A frustrating aspect to the national conversation about cost is that it treats every student who desires higher education the same. I don’t want a competency-based online degree for my 17-year-old, which would be far cheaper than the residential experience she seeks. However, as an industry, we must find ways to reduce costs and deliver an education that is relevant for all stakeholders. Our value proposition is what compels students to invest in themselves and we must speak to every student who desires higher education, not just the diminishing percentage of traditional college-age students. Our success will be based on our ability to provide an experience that caters to the learner: education and services in a format that works for the student and a cost structure based on those desires.

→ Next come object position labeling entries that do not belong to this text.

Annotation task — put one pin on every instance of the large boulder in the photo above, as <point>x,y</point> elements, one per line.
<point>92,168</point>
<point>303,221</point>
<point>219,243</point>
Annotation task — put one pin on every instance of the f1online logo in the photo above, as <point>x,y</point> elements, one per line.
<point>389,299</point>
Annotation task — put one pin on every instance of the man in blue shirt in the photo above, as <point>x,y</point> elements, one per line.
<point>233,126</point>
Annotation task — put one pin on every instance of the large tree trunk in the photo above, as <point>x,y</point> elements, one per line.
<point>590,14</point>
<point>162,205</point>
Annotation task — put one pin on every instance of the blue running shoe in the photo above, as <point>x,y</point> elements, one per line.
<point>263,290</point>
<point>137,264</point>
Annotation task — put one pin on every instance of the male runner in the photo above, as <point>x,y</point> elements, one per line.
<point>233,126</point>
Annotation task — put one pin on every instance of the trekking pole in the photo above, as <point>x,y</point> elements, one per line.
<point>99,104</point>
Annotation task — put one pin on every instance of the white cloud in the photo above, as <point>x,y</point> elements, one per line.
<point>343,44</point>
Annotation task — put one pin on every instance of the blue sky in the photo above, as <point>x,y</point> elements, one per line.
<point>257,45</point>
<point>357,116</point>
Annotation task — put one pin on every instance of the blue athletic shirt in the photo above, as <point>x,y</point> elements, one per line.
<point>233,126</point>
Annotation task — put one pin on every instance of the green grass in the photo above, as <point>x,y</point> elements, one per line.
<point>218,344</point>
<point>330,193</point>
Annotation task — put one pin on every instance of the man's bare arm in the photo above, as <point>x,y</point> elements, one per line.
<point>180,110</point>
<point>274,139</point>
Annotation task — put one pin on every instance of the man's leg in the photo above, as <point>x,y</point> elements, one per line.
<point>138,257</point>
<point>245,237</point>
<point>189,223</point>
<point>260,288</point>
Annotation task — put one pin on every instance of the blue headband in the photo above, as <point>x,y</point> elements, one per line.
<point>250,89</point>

Essentially, higher cost for my daughter and less for the adult student.

We want our graduates to leave us knowing that what they received was worth far more than what they paid for it.


Community Colleges: The Nexus in the Education Pipeline

Peter Grant Jordan
President
Tarrant County College – South Campus

 

The cost of college, college loan debt, and the need for a better educated and trained workforce are a few of the drivers of the changing public purposes of higher education and its value proposition. Earlier this year, the National Conference of State Legislatures (NCSL) reported that thirty states now employ a performance-based funding formula for public institutions. These formulas tie public funding to institutional effectiveness indicators, including course completion, retention, and graduation.

Not entirely a bad idea. Community college leaders are not happy with the outcomes we experience. We require strategies and solutions that will produce transformative, large-scale change to mitigate longstanding, vexing institutional effectiveness problems. These problems include: pass rates out of developmental courses, course completion, retention, graduation, transfer rates, and reducing college costs.

These are not only community college problems. In fact, improvements in community college course completion and graduation rates bode well for enrollments at senior colleges and universities. This is especially true when the traditional college-age student demographic is on the decline; and college readiness among college-age students from the fastest growing racial/ethnic groups remains low.  

The time is right for educators and the professional associations that serve them to truly partner and address contemporary P-16 education challenges. What can we do together to forge seamless pathways to baccalaureate degrees for nontraditional students?

The community college is at the nexus of the education pipeline and is well positioned to broker relationships that serve the changing public purpose and value proposition of higher education. The changing public policy landscape requires a stronger compact, across the different levels of education and types of higher education institutions in order to advance a more sustainable future for the academy. In the absence of a stronger compact, other forces will continue to determine that future.